Physique du bâtiment : considérations concrètes pour la conception de mondes virtuels
TechFlow SélectionTechFlow Sélection

Physique du bâtiment : considérations concrètes pour la conception de mondes virtuels
La conception de mondes virtuels nécessite d'équilibrer l'écoulement du temps, les formes des lois physiques numériques et leur champ d'application, afin de créer des environnements à la fois intéressants et efficaces en termes de calcul.
Rédaction : bytes
Traduction : MetaCat

En tant que créateurs de mondes virtuels, notre objectif est de concevoir des environnements captivants et intéressants pour les utilisateurs. Cela implique de trouver un équilibre entre la conception de lois physiques numériques permettant l’émergence de comportements complexes et inattendus et la garantie que les infrastructures disponibles peuvent supporter ces comportements.
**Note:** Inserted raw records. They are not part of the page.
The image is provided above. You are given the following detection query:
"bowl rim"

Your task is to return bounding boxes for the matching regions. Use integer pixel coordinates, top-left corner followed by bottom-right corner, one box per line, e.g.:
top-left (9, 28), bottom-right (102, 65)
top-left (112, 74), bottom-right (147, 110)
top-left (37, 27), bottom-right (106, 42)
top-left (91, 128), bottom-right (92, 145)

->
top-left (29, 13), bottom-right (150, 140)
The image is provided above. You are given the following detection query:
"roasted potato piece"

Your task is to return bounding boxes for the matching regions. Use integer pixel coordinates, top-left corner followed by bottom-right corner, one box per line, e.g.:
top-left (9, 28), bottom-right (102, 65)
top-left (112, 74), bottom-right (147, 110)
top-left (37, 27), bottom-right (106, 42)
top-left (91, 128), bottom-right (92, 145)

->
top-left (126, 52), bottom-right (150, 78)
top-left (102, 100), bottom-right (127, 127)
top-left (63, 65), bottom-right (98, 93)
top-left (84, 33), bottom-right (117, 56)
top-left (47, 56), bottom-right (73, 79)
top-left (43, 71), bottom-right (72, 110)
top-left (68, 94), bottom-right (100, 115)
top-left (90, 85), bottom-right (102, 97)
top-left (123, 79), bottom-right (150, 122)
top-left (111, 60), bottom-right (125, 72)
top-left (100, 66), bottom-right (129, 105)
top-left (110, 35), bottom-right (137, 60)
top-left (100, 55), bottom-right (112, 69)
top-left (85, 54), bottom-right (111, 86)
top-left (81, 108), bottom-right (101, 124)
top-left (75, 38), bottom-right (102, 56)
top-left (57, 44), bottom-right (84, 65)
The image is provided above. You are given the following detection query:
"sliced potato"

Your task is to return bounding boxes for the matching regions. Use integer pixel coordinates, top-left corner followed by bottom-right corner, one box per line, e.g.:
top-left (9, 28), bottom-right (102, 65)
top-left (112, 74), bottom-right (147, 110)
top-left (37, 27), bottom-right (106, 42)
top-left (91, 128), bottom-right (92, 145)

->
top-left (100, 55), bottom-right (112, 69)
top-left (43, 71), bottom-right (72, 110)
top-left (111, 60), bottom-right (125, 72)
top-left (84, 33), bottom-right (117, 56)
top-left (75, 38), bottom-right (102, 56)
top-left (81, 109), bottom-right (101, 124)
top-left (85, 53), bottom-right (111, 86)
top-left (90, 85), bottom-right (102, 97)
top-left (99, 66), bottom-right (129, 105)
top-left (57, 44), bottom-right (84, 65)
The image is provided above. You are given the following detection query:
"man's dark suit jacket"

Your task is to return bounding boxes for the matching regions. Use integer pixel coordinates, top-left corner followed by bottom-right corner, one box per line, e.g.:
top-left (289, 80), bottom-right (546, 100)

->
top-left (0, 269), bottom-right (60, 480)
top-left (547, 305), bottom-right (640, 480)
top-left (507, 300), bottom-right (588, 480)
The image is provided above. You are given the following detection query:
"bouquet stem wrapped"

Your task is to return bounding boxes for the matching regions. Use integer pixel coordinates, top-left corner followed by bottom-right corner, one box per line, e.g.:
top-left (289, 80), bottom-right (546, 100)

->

Pour y parvenir, nous devons prendre en compte trois dimensions principales des lois physiques numériques : le temps, la forme de ces lois, ainsi que leur champ d’application.
Nous définissons l’écoulement du temps dans un monde virtuel comme l’application itérative de ses lois physiques sur lui-même. Chaque application discrète constitue un « instant » dans le flux temporel du monde. Une manière de concevoir le temps mondial consiste à le faire progresser continuellement avec le temps externe. Dans un monde virtuel implémenté sur une blockchain, chaque bloc correspond à un certain nombre d’instants écoulés dans le monde, indépendamment des transactions qu’il contient. On parle alors de temps « synchronisé » (synced time). Cette approche peut rendre le monde plus attrayant pour les utilisateurs, car elle leur permet de voir en temps réel les conséquences (impacts) de leurs actions. De plus, elle entraîne un passage constant du temps à l’intérieur du monde, favorisant ainsi l’émergence de comportements intéressants.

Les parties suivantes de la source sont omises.